Notice

  • Bibliomer n° : 9 - Mars 2000
  • Thème : 3 - Qualité
  • Sous-thème : 3 - 6 Méthodes analytiques spécifiques produits de la mer
  • Notice n° : 2000-0884

Détection des parasites des poissons : potentialités du biomagnétisme

Fish parasite detection : potential of biomagnetism

Choudhury G.S., Bublitz G.

Fishery Industrial Technology Center, School of Fisheries and Ocean Sciences, University of Alaska Fairbanks, 900 Trident Way, Kodiak, AK 99615, USA

Seafood safety, processing, and biotechnology, 1997, p. 41-51 - Texte en Anglais


Analyse

Les poissons blancs peuvent être infestés par de nombreux parasites incluant les protozoaires, les trématodes, les nématodes et les cestodes. Les larves de deux espèces de la famille des nématodes Anisakidae:«le ver du phoque ou de la morue» (Phocaena decipiens) et le «ver du hareng» (Anisakis simplex) se trouvent communément dans les filets de cabillaud. L’infestation chez les humains peut être fortement pathogène si l’ingestion se fait crue, non cuisinée ou sous forme marinée.
La seule méthode commerciale pour déterminer la présence de parasite est le mirage qui implique l’inspection de chaque filet à travers une surface illuminée translucide. Le mirage ne peut pas détecter les parasites enkystés à une profondeur supérieure à 6 mm dans le muscle du poisson. Des recherches ont montré que 60 à 70% des nématodes présents sont détectés par le mirage.

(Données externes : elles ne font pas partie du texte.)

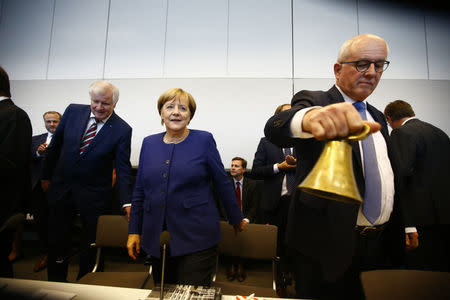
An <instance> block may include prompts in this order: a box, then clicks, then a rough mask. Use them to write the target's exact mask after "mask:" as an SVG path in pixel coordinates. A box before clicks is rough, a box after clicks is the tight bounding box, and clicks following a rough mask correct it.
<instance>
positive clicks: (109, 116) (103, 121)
mask: <svg viewBox="0 0 450 300" xmlns="http://www.w3.org/2000/svg"><path fill="white" fill-rule="evenodd" d="M111 116H112V113H111V114H110V115H109V116H107V117H106V118H104V119H103V120H100V122H101V123H103V124H105V123H106V122H107V121H108V120H109V118H111ZM89 118H95V115H94V114H93V113H92V111H91V115H90V116H89Z"/></svg>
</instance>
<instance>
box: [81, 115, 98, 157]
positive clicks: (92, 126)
mask: <svg viewBox="0 0 450 300" xmlns="http://www.w3.org/2000/svg"><path fill="white" fill-rule="evenodd" d="M96 134H97V121H96V120H94V123H92V124H91V126H89V128H88V130H87V131H86V133H85V134H84V136H83V139H82V140H81V144H80V155H81V154H83V152H84V151H85V150H86V149H87V147H88V146H89V143H90V142H91V141H92V140H93V139H94V137H95V135H96Z"/></svg>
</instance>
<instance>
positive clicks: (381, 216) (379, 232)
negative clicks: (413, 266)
mask: <svg viewBox="0 0 450 300" xmlns="http://www.w3.org/2000/svg"><path fill="white" fill-rule="evenodd" d="M387 57H388V45H387V43H386V41H385V40H384V39H382V38H381V37H379V36H376V35H373V34H362V35H359V36H356V37H353V38H351V39H349V40H348V41H346V42H345V43H344V44H343V45H342V47H341V50H340V51H339V54H338V58H337V61H336V62H335V63H334V66H333V67H334V75H335V78H336V84H335V85H334V86H333V87H332V88H331V89H329V90H328V91H308V90H303V91H300V92H298V93H297V94H295V95H294V96H293V98H292V102H291V104H292V108H291V109H289V110H285V111H283V112H280V113H279V114H277V115H275V116H273V117H272V118H270V119H269V120H268V121H267V123H266V127H265V130H264V132H265V135H266V137H268V139H269V140H270V141H271V142H273V143H275V144H277V145H279V146H281V147H295V149H296V150H297V154H298V165H299V167H297V172H296V176H295V184H296V185H298V184H300V183H301V182H302V181H303V180H304V179H305V178H306V176H307V175H308V174H309V173H310V171H311V170H312V168H313V167H314V165H315V164H316V162H317V160H318V158H319V156H320V154H321V153H322V150H323V148H324V145H325V141H326V140H331V139H338V138H345V137H348V136H349V135H353V134H357V133H359V132H361V130H362V129H363V127H364V124H367V125H368V126H369V128H370V130H371V132H372V134H371V135H369V136H368V137H367V138H366V139H364V140H363V141H361V142H353V143H351V147H352V165H353V173H354V177H355V180H356V184H357V188H358V190H359V193H360V195H361V196H362V198H363V203H362V205H359V204H349V203H343V202H337V201H332V200H329V199H326V198H324V197H319V196H314V195H311V194H309V193H306V192H304V191H301V190H298V189H296V190H295V192H294V194H293V197H292V199H291V206H290V208H289V216H288V224H287V230H286V243H287V245H288V246H289V247H290V250H291V251H292V252H291V253H292V259H293V267H294V274H295V275H294V279H295V289H296V292H297V298H319V299H362V297H364V295H363V290H362V286H361V282H360V273H361V272H362V271H366V270H373V269H379V268H386V267H392V266H395V267H400V266H401V265H402V264H403V263H404V253H405V229H404V227H403V224H402V215H401V205H400V202H399V201H398V200H399V199H398V198H397V197H395V196H396V194H395V183H397V182H395V180H394V178H395V177H394V174H395V173H394V171H396V165H395V160H394V157H393V155H392V150H391V147H390V146H391V145H390V139H389V132H388V129H387V124H386V120H385V118H384V116H383V113H382V112H380V111H379V110H377V109H376V108H375V107H373V106H372V105H370V104H369V103H368V102H367V100H366V99H367V98H368V97H369V96H370V95H371V94H372V92H373V91H374V90H375V88H376V87H377V85H378V82H379V81H380V79H381V76H382V74H383V72H384V71H385V70H386V68H387V66H388V65H389V61H387ZM397 196H398V195H397ZM291 253H290V254H291Z"/></svg>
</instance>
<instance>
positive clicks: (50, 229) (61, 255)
mask: <svg viewBox="0 0 450 300" xmlns="http://www.w3.org/2000/svg"><path fill="white" fill-rule="evenodd" d="M74 200H75V199H72V195H71V193H67V194H66V195H64V197H63V199H60V200H59V201H58V204H55V205H49V231H48V233H49V241H48V242H49V251H48V263H47V268H48V280H49V281H60V282H65V281H67V270H68V263H69V260H70V258H71V257H72V256H73V255H74V254H79V256H80V264H79V271H78V276H77V280H78V279H80V278H81V277H83V275H85V274H87V273H88V272H90V271H91V270H92V268H93V267H94V264H95V254H96V250H95V248H91V247H90V245H91V244H92V243H94V242H95V235H96V231H97V220H98V217H99V215H100V214H99V213H95V212H86V211H84V212H83V211H80V209H79V208H78V207H77V205H76V204H75V203H76V202H75V201H74ZM77 216H79V217H80V221H81V224H80V225H81V228H79V230H80V232H79V235H80V241H79V245H78V246H77V247H76V248H78V249H77V250H75V251H74V250H73V243H72V241H73V236H74V234H75V230H76V229H77V228H76V227H74V225H73V224H74V220H75V218H76V217H77ZM61 261H62V262H61Z"/></svg>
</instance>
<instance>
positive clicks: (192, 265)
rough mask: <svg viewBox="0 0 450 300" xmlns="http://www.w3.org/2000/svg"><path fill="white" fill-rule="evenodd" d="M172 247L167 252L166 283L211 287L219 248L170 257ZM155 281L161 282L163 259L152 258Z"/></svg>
mask: <svg viewBox="0 0 450 300" xmlns="http://www.w3.org/2000/svg"><path fill="white" fill-rule="evenodd" d="M167 253H170V247H169V249H168V251H167V252H166V263H165V269H164V282H165V283H170V284H188V285H200V286H210V285H211V279H212V275H213V273H214V271H215V268H216V257H217V246H214V247H212V248H209V249H205V250H201V251H198V252H194V253H189V254H186V255H182V256H170V255H168V254H167ZM152 266H153V280H154V282H155V284H160V282H161V269H162V250H161V259H158V258H156V257H152Z"/></svg>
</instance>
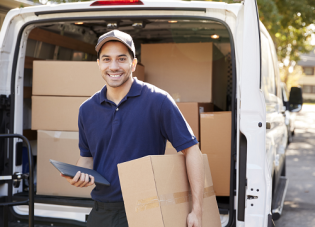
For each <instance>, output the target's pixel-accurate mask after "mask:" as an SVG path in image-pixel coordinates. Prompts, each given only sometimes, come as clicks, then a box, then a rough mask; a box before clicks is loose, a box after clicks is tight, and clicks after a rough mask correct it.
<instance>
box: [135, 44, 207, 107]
mask: <svg viewBox="0 0 315 227" xmlns="http://www.w3.org/2000/svg"><path fill="white" fill-rule="evenodd" d="M212 48H213V43H158V44H142V45H141V62H142V63H143V64H144V65H145V78H146V82H148V83H151V84H153V85H155V86H157V87H159V88H161V89H163V90H165V91H167V92H168V93H170V95H171V96H172V97H173V98H174V99H175V101H176V102H211V101H212V58H213V56H212ZM152 53H154V54H152Z"/></svg>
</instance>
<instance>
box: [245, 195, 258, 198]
mask: <svg viewBox="0 0 315 227" xmlns="http://www.w3.org/2000/svg"><path fill="white" fill-rule="evenodd" d="M247 199H258V196H255V195H247Z"/></svg>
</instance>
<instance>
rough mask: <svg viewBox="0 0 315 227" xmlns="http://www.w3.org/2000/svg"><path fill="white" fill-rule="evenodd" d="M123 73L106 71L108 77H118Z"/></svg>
mask: <svg viewBox="0 0 315 227" xmlns="http://www.w3.org/2000/svg"><path fill="white" fill-rule="evenodd" d="M122 75H123V73H120V74H110V73H107V76H109V77H112V78H119V77H121V76H122Z"/></svg>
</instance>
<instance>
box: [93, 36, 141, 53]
mask: <svg viewBox="0 0 315 227" xmlns="http://www.w3.org/2000/svg"><path fill="white" fill-rule="evenodd" d="M112 40H116V41H120V42H122V43H123V44H125V45H126V46H127V47H128V48H129V49H130V50H131V51H132V53H133V57H134V58H135V57H136V51H135V45H134V43H133V40H132V37H131V36H130V35H129V34H127V33H125V32H122V31H119V30H112V31H110V32H107V33H105V34H103V35H101V36H100V37H99V38H98V41H97V44H96V46H95V50H96V52H97V55H98V52H99V51H100V50H101V48H102V46H103V45H104V44H105V43H106V42H108V41H112Z"/></svg>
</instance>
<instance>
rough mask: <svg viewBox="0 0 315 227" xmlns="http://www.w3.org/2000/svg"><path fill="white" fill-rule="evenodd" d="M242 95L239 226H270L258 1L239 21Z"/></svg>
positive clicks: (237, 205) (238, 32)
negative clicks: (262, 86)
mask: <svg viewBox="0 0 315 227" xmlns="http://www.w3.org/2000/svg"><path fill="white" fill-rule="evenodd" d="M236 34H237V35H236V58H237V59H238V60H237V68H238V76H239V81H240V83H239V85H238V86H239V87H238V88H239V89H238V91H239V93H238V97H239V98H238V108H239V110H240V111H238V114H239V122H240V124H239V127H240V128H239V129H240V134H239V139H238V149H239V152H238V159H237V160H238V163H237V188H236V189H237V207H236V210H237V218H236V220H237V226H248V227H249V226H255V227H259V226H261V227H262V226H264V227H266V226H268V220H269V219H268V218H270V216H269V213H270V209H271V187H272V186H271V176H270V172H269V170H268V169H269V167H268V164H267V162H266V150H265V137H266V107H265V99H264V96H263V93H262V91H261V89H260V76H261V49H260V28H259V15H258V9H257V2H256V0H247V1H245V2H244V7H243V8H242V9H241V10H240V12H239V14H238V18H237V30H236Z"/></svg>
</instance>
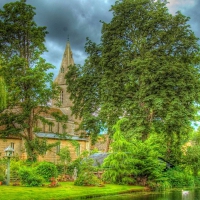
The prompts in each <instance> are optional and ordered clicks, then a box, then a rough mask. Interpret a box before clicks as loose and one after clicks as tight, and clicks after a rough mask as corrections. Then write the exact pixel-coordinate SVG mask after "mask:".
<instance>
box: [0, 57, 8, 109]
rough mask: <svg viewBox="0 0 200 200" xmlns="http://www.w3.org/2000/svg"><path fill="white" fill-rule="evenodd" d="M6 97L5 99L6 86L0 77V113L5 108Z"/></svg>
mask: <svg viewBox="0 0 200 200" xmlns="http://www.w3.org/2000/svg"><path fill="white" fill-rule="evenodd" d="M1 65H2V62H1V59H0V68H1ZM6 97H7V92H6V85H5V81H4V78H3V77H2V76H0V112H1V111H2V110H3V109H4V108H5V107H6Z"/></svg>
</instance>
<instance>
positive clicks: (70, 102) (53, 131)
mask: <svg viewBox="0 0 200 200" xmlns="http://www.w3.org/2000/svg"><path fill="white" fill-rule="evenodd" d="M73 64H74V60H73V55H72V51H71V48H70V44H69V42H67V45H66V48H65V52H64V55H63V59H62V63H61V66H60V70H59V73H58V75H57V77H56V79H55V80H54V82H55V83H57V84H58V85H59V87H60V89H61V90H60V96H59V100H60V105H59V107H58V106H56V103H55V102H54V101H52V102H51V104H50V105H49V107H50V109H49V113H51V112H57V113H60V114H64V115H67V116H68V121H67V122H66V130H63V124H61V122H56V120H55V119H54V118H53V117H52V116H51V115H50V114H48V113H45V114H44V116H45V118H46V119H48V121H52V124H53V125H46V124H43V123H42V122H41V121H38V122H37V127H39V131H38V132H35V133H34V134H35V137H37V138H42V139H46V141H47V143H48V144H51V143H55V142H56V141H59V142H60V143H59V145H57V146H56V147H53V148H52V149H51V150H50V151H47V152H46V154H45V155H44V156H39V158H38V160H39V161H43V160H46V161H50V162H54V163H57V162H58V161H59V156H58V155H57V154H58V153H59V152H60V150H61V149H62V148H63V147H65V146H68V148H69V149H70V152H71V157H72V159H75V158H77V157H78V156H79V155H80V153H82V152H83V151H85V150H90V141H89V138H88V137H86V136H85V137H82V136H81V135H80V132H77V131H76V128H77V127H78V124H79V123H80V120H79V119H76V118H75V117H74V116H72V115H71V110H70V107H71V106H72V105H73V104H72V102H71V100H70V99H69V97H70V94H69V93H67V90H66V89H67V85H66V81H65V78H64V77H65V74H66V72H67V70H68V66H69V65H73ZM63 132H67V133H68V135H69V136H64V137H62V138H61V137H60V134H62V133H63ZM71 141H76V144H77V143H78V144H79V145H78V148H77V147H76V148H75V146H74V145H72V142H71ZM8 146H11V147H12V148H13V149H14V155H15V156H19V158H21V159H26V158H27V155H26V150H25V147H24V141H23V139H22V138H17V137H9V138H6V139H0V158H2V157H4V156H5V152H4V150H5V149H6V148H7V147H8Z"/></svg>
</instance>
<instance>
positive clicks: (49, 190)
mask: <svg viewBox="0 0 200 200" xmlns="http://www.w3.org/2000/svg"><path fill="white" fill-rule="evenodd" d="M142 191H145V187H141V186H129V185H114V184H105V186H103V187H93V186H91V187H90V186H75V185H74V183H73V182H62V183H60V185H59V186H58V187H52V188H51V187H47V186H45V187H24V186H6V185H2V186H0V199H1V200H16V199H17V200H25V199H26V200H65V199H66V200H67V199H87V198H91V197H101V196H109V195H117V194H124V193H133V192H142Z"/></svg>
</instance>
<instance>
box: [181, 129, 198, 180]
mask: <svg viewBox="0 0 200 200" xmlns="http://www.w3.org/2000/svg"><path fill="white" fill-rule="evenodd" d="M186 145H187V144H186ZM184 151H185V152H184V155H183V161H182V162H183V164H184V166H185V168H186V169H188V170H191V171H192V174H193V176H194V177H198V174H199V171H200V129H198V130H196V131H194V132H193V134H192V137H191V140H190V144H188V146H186V147H185V148H184Z"/></svg>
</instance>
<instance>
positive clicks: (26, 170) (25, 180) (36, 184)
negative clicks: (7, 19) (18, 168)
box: [18, 167, 44, 186]
mask: <svg viewBox="0 0 200 200" xmlns="http://www.w3.org/2000/svg"><path fill="white" fill-rule="evenodd" d="M18 173H19V176H20V180H21V184H22V185H25V186H42V184H43V183H44V179H43V178H42V177H41V176H39V175H38V174H37V173H36V171H35V170H34V169H30V168H27V167H23V168H21V169H20V170H19V172H18Z"/></svg>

De récents efforts pour augmenter l’efficacité de la détection se sont montrés impuissants. Le procédé de mirage est un travail important qui augmente les coûts d’environ 50%. Il est également une étape cruciale dans la production de filet et il a un impact direct sur la qualité du produit fini.
De nombreuses alternatives ont été tentées pour détecter les parasites dans les filets: par exemple le mirage au laser, les rayons UV, X, les micros onde, le microscope au scanner acoustique (SLAM) ... Le principal problème pour l’utilisation de ces méthodes est l’impossibilité de discriminer les parasites de la chair environnante. Les propriétés physiques des deux éléments étant similaires. Aucune de ces méthodes n’a été couronnée de succès à cause de la faible sensibilité, de la maigre résolution ou du faible débit.
Les auteurs ont pris une approche différente. Cette nouvelle technique est basée sur les propriétés électriques du muscle de poisson et des parasites associés. La présence de parasite est déterminée par les variations de puissance du champ électromagnétique produit par la distorsion du flux de courant autour du parasite. Cette nouvelle technique semble donner des résultats intéressants tant au plan de l’efficacité que de la réduction des coûts; elle pourrait garantir une meilleure sécurité pour la santé publique; mais des recherches ultérieures sont nécessaires pour développer cette technique biomagnétique.